In the U.S. of course, was the surprise election of Donald Trump.  Yes, he is blunt, crass, impulsive, and says odd things.  But as I asserted in an earlier blog, his most significant campaign promise was, “I am your voice.”   As the Obama administration wore on, Obama turned to memos and executive orders to impose his agenda.  Nowhere was that more apparent than the transgender bathroom wars started by an Obama memo.   I don’t know what the right policy is, but I do know that the wrong policy is to have the federal government dictate what should be done by fiat, without discussion or input and impose its will on a local school system.   It was exactly acts like that that put Trump in the White House.

Brexit also was a reaction to an overbearing E.U. busily imposing lots of rules and regulations from afar without any input from the locals at all.    It was also in part, a rejection of the immigration policies of the E.U. which caused social disruption in Europe (more on this in another blog).  One British immigrant told me that the economy of her entire fishing village was nearly destroyed with picayune rules issued by Brussels.  And she further decided to leave when she got tired of working so hard to pay for the social benefits bestowed on nonworking immigrants.  

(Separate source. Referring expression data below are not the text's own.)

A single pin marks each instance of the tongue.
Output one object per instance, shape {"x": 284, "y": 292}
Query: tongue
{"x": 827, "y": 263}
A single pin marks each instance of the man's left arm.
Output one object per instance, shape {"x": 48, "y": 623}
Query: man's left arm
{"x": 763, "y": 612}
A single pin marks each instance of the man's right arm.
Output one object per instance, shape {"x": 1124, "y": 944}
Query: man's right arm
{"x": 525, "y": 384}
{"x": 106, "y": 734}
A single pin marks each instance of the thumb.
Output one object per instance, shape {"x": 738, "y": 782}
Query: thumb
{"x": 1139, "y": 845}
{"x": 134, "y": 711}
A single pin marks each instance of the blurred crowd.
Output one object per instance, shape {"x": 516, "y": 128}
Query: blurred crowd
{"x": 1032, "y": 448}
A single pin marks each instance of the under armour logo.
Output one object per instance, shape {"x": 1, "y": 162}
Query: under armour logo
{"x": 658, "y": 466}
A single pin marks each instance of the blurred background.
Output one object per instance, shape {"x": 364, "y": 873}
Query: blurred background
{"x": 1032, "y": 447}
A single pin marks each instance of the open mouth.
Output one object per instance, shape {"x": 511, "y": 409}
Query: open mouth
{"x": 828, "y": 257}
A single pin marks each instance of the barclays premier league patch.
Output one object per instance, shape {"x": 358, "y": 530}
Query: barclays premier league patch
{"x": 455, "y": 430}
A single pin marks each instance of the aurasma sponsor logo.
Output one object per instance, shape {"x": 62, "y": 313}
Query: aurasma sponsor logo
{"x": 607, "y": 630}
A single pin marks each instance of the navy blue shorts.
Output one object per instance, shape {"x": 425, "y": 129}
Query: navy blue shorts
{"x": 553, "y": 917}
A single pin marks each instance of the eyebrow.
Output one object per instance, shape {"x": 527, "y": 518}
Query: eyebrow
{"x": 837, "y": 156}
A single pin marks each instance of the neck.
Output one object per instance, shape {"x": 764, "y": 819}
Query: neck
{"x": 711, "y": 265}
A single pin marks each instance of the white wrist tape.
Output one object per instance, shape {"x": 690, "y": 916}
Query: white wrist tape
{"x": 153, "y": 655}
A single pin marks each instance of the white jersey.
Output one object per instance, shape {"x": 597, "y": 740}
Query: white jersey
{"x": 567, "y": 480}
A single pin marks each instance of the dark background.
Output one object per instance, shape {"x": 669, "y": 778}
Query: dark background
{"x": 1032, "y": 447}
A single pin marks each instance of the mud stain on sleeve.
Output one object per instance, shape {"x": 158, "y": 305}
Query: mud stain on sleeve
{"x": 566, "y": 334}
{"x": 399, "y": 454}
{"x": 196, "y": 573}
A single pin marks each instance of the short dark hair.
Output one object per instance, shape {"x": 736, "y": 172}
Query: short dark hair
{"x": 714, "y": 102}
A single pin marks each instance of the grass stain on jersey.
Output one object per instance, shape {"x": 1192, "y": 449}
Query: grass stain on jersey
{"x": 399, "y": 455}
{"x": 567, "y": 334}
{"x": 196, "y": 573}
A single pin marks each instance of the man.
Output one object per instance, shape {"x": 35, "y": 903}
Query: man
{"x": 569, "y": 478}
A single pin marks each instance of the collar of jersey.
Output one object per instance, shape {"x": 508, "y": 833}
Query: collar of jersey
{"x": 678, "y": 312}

Poland, Hungary and the Czech Republic are also pushing back.   Seeing what the open door immigration policies have done to the rest of Europe, those countries have asserted their sovereignty and are pushing back hard against the E.U.  Just last week, thousands of Poles lined up at the border to pray for their country.   Each of those countries do have definite cultures and have also had recent experience with Russians (or Nazis) trying to shove their cultures down their throats.   They are willing to withstand the labeling and perhaps the financial penalties to preserve theirs.

Most recently, both the Catalonians and Kurds actually had a vote for independence.   In both cases, the voters voted overwhelmingly to be independent.    In both cases, those peoples have distinct cultures and the yearning for independence has been brewing for some time.   The case of Catalonia was particularly obscene because we witnessed Spanish police in black disrupting and taking over polling places by force and state violence.  One couldn’t help but compare it to the thuggery of the Iranian regime when it put down the Green Revolution.  The Kurdish push for independence is also noteworthy since the resilient Kurds have fought against Saddam Hussein, ISIS, and Turkey for decades.  They continue to fight for liberation in the world’s worst neighborhood.

The genius of our Founders was that they designed a government that largely was intended to vest political power locally because they knew that the farther you get away, the less accountability and deference there is to local social norms and practices.   While we have seen a movement toward centralizing power, there are places across the globe where people are pushing back.


Even voters in Illinois pushed back.   You know there is hope when corrupt, single party Illinois repeals a tax.   In a historic vote, the ill-advised soda tax put into place in Cook County was repealed last week, in a historic vote.   A sure sign that a desire for local control, lower taxes and sanity have not been totally extinguished.